Penurunan fungsi ginjal akut seperti glomerulonefritis akut ataupun pada stenosis arteri renal
bilateral yang menyebabkan gangguan ataupun penurunan fungsi jantung yang akut
dimanifestasikan dengan gagal jantung akut, aritmia, ataupun iskemia. Bagian dari tipe ini
mengacu pada kelainan fungsi jantung sekunder terhadap AKI (Neki, 2015).
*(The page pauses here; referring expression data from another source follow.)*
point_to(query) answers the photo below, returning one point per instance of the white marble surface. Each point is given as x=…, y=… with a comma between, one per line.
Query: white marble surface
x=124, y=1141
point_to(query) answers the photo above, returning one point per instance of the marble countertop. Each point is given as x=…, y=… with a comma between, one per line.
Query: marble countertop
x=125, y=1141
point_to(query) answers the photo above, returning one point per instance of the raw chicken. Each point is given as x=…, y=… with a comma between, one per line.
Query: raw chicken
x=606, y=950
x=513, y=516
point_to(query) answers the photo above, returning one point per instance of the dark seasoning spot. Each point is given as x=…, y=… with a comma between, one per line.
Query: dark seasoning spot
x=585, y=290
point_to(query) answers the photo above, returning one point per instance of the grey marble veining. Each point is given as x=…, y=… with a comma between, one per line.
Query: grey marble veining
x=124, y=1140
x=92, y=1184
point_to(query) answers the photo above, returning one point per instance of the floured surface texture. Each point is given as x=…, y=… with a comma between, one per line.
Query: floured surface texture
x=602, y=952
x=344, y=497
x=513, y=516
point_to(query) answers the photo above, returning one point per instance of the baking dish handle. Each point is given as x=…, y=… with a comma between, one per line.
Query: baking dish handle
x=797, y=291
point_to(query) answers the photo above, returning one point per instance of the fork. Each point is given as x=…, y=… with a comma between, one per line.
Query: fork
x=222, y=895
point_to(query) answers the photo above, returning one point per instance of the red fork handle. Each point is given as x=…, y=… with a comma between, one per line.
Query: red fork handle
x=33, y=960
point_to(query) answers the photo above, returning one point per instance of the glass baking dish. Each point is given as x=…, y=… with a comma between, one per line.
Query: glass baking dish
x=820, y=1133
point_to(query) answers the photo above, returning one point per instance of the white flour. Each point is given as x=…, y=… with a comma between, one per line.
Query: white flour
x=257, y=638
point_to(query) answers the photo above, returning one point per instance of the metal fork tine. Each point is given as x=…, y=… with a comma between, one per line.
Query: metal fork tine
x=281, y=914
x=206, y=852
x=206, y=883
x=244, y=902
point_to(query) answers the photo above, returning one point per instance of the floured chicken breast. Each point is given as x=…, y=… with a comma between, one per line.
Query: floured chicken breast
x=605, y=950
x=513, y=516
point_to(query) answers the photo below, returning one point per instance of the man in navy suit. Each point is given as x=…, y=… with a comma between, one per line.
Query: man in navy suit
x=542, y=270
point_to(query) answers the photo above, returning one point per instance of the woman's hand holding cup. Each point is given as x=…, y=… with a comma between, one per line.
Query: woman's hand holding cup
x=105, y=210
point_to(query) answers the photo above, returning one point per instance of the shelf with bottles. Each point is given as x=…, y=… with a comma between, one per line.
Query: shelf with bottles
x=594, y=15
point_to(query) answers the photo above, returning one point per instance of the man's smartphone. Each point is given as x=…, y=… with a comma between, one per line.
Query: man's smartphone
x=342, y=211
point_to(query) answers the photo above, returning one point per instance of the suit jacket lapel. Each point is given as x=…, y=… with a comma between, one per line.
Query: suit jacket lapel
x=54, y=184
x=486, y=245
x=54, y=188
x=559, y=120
4. Sindroma Kardiorenal tipe 4
Merupakan Sindroma Renokardial kronik, dimana kelainan ginjal kronik atau gagal jantung
kronik (seperti penyakit glomerulal) menyebabkan penurunan fungsi jantung, hipertrofi ventrikel,
disfungsi diastolik, serta peningkatan risiko terjadinya penyakit kardiovaskuler. Penyakit ginjal
kronik mengakibatkan penurunan fungsi jantung atau gagal jantung, dan penyakit jantung
iskemik. Berbagai efek disfungsi ginjal menyebabkan gangguan fungsi jantung meliputi
ketidakseimbangan hemodinamik, inflamasi kronik, dan prosesaterosklerosis progresif (Neki,
2015).
5. Sindroma Kardiorenal tipe 5
Merupakan Sindroma Kardiorenal sekunder, dimana terdapat kombinasi disfungsi antara jantung
dan ginjal yang disebabkan oleh penyakit sistemik akut atau kronik. Gangguan ataupun disfungsi
simultan fungsi jantung atau ginjal disebabkan baik oleh obat-obatan maupun gangguan sistemik
seperti penyakit autoimun, diabetes melitus, amiloidosis, hipertensi, sepsis, ataupun disseminated
intravascular coagulation (DIC). Gangguan tersebut dapat bersifat akut (seperti pada sepsis)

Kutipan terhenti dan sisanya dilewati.